Every stereotype of Matariki programming slaps us square in the face, and we are forced to giggle at our dumb cultural expectations of Māori work.

We never get to hear the mythology of that spine, this moment instead flagging exactly the kind of institutional wet dream that festivals like this are often more than willing to encourage. Every stereotype of Matariki programming slaps us square in the face, and we are forced to giggle at our dumb cultural expectations of Māori work. This moment is Lick My Past’s self-authorisation, a refusal, guns out, to adhere to the basic stereotypes of indigenous arts that CNZ funding pools authorise. Nash and Wijohn can play that game if they want to. But they don’t: just as they offer this idea, they collapse it, deftly moving between vocal qualities. Their body narratives code-switch from trauma to pride, from the high-pitched melodrama of a child recounting their fall, to the jaded and earthy conviction of a vagina monologue. The overwhelming sense of never-knowing appears a lot more “Kiss My Arse” than Lick My Past.

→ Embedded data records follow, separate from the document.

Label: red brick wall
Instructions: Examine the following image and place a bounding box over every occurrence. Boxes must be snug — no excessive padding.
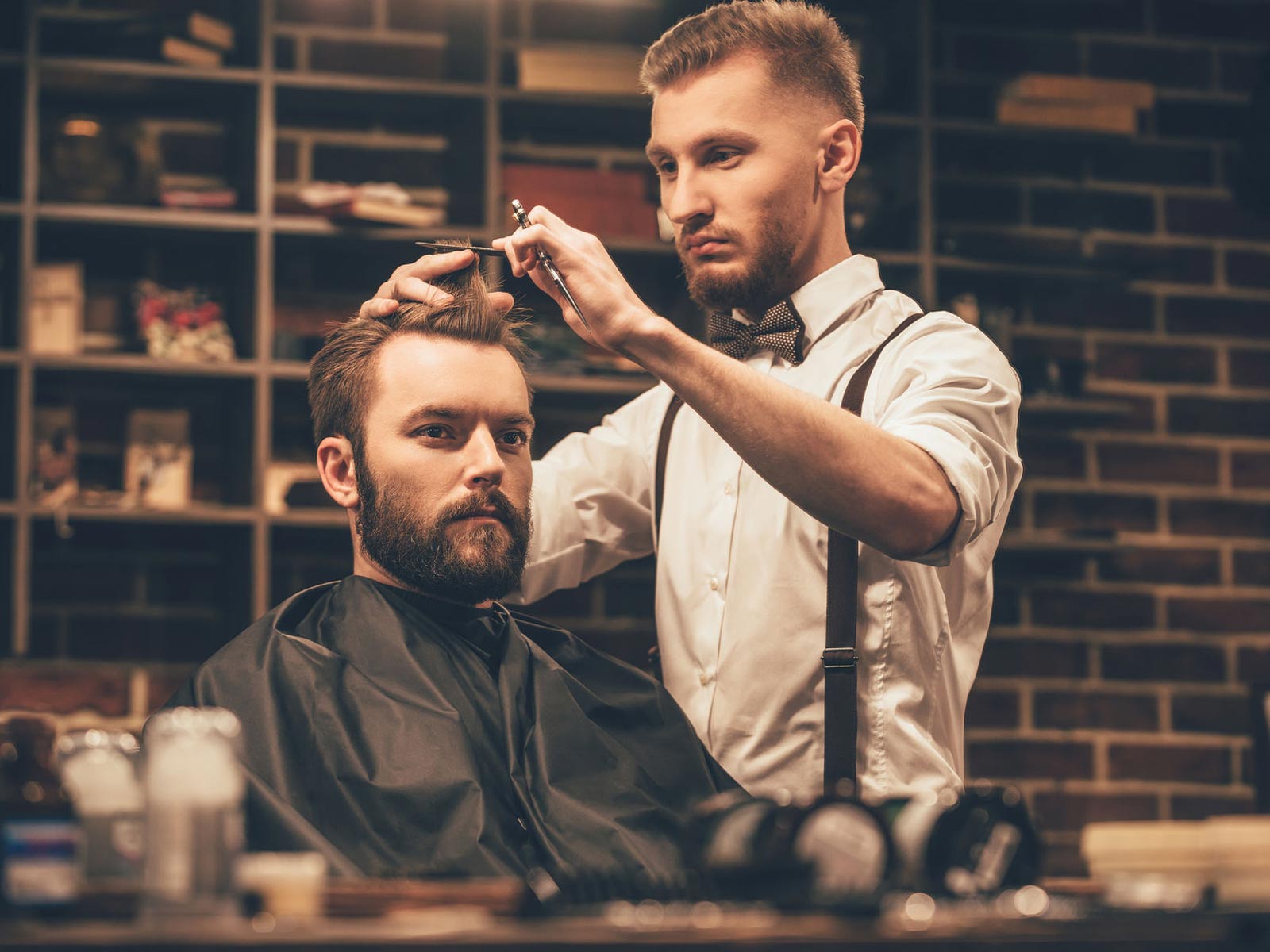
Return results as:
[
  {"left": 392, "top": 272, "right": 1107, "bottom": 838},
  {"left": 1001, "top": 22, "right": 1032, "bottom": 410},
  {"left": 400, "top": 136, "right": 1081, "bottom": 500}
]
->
[{"left": 935, "top": 0, "right": 1270, "bottom": 873}]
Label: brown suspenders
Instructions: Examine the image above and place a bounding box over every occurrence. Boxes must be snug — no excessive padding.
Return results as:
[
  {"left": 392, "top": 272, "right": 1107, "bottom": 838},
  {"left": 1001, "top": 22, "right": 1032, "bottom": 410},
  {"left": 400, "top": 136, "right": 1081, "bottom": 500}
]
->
[{"left": 652, "top": 313, "right": 922, "bottom": 793}]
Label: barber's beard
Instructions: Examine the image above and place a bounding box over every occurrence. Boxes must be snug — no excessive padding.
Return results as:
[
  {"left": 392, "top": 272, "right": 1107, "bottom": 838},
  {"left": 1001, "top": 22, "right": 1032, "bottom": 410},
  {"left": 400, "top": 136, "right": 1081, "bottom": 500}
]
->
[
  {"left": 356, "top": 459, "right": 532, "bottom": 605},
  {"left": 678, "top": 214, "right": 798, "bottom": 313}
]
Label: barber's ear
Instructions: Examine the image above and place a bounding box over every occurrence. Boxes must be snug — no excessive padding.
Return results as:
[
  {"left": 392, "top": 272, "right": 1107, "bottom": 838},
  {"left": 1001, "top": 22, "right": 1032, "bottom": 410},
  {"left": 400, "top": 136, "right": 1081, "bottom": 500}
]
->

The real magic of this show is its unashamed delight at being made - as Wijohn lovingly bourrées off the stage cradling that nun-pincered headdress, she takes great joy in being watched. Every prop is treated with a sense of deeply silly ritual and Nash and Wijohn clearly relish the chance to perform with one another, with corpsing smiles and knowing glances aplenty. As a non-dancer, I cannot speak choreographically to the work, but nor do I need to. The quality bubbling beneath Lick My Past is universal - we can all recognise pleasure. It oozes from every pore of the artists on stage - they are grounded and flippant and pleased to be here. It’s a lesson in performative joy: simple, clever and deeply hilarious.

Lick My Past runs from June 27-July 1 at The Basement Theatre.